Можно еще поехать домой и избавиться от трупа. Я столько раз видел это в кино: футляр для контрабаса, багажник, пропитанный кровью, резиновые перчатки, тьфу, мерзость. Поехать, стиснуть зубы, вытащить убитую девку из дома и оставить на пороге госпиталя. И нечего трястись. Ее убили не духи какие-нибудь, не рыбный пастух с озера Луодис, которым меня пугала бабушка, не вепрь, выходящий из моря, про которого я читал в ретрианских хрониках, ее убил коренастый мужичок в маске — просто взял и пристрелил, безо всякой мифологии.
Как ни крути, мне не удастся вынырнуть из этого дела сухим, думал я.

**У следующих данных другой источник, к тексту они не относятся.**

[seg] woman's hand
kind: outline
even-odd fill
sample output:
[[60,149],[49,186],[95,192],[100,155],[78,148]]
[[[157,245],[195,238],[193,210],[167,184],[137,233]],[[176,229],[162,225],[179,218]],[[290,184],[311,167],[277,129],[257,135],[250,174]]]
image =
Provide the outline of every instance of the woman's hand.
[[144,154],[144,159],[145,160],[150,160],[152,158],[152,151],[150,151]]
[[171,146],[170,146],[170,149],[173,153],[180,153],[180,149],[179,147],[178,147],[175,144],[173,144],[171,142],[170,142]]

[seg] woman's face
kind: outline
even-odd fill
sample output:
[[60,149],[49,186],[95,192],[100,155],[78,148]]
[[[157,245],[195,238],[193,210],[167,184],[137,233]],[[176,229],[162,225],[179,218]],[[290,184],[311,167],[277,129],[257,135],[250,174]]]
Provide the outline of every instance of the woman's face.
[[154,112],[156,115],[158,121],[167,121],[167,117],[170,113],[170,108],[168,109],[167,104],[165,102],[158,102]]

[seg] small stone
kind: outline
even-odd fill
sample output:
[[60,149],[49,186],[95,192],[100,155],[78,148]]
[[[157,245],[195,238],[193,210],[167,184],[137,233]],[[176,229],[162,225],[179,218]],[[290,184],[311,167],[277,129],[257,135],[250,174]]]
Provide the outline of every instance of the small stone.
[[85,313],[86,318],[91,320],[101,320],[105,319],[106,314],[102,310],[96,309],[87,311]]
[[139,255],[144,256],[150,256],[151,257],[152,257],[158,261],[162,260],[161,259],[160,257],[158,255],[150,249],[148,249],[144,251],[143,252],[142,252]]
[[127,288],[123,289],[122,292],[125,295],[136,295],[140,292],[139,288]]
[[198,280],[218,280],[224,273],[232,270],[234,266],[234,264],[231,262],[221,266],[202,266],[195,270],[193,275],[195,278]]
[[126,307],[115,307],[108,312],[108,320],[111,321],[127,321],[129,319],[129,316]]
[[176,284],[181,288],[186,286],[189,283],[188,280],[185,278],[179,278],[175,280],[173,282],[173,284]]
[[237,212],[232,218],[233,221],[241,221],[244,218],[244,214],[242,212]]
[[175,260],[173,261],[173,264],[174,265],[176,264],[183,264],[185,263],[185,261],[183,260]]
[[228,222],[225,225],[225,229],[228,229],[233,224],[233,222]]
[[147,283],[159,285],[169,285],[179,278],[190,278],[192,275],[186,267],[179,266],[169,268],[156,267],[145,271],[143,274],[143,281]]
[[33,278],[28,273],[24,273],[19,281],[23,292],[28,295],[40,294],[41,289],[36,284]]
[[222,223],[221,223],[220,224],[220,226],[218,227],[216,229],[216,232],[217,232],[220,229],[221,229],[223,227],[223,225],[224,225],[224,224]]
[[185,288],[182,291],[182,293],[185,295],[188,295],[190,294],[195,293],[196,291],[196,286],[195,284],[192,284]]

Даже если сумею перенести тело подальше от своего дома, полиция все равно станет искать знакомых убитой и доберется до мадьяра, а значит, и до моей подружки. Хрупкий леденец Додо вмиг раскрошится на ладони следователя. Я знаю, они это умеют. Я сам приемный внук следователя и родной внук тайшетского заключенного.
Ко всему этому, я еще и болван, Хани. Исписал семь десятков страниц, даже не подумав о том, что, пока я бываю на допросе или на прогулке, они могут спокойно читать мои письма, для этого достаточно запустить программу-переводчик. Сегодня я спохватился и ввел пароль для этого файла: фалалей, разумеется. Теперь можем говорить спокойно.
Фаллос, лал, лей, алый, ей — занятное имя, в нем есть уд, алкогольный императив, красная шпинель (по преданию, таящая в себе склонность к разврату), цвет крови и местоимение «она» в дательном падеже. Однажды я заглянул в словарь Даля, но ничего убедительного там не нашел, кроме упоминания о цветущей маслине и поговорки «Фалалей, Фалалей, не нашел в избе дверей». Цветение маслины пришлось мне по душе, хотел бы я быть многолетним растением, цвести и ронять листья, не думая, что это — в последний раз, что больше — никогда. А что — никогда?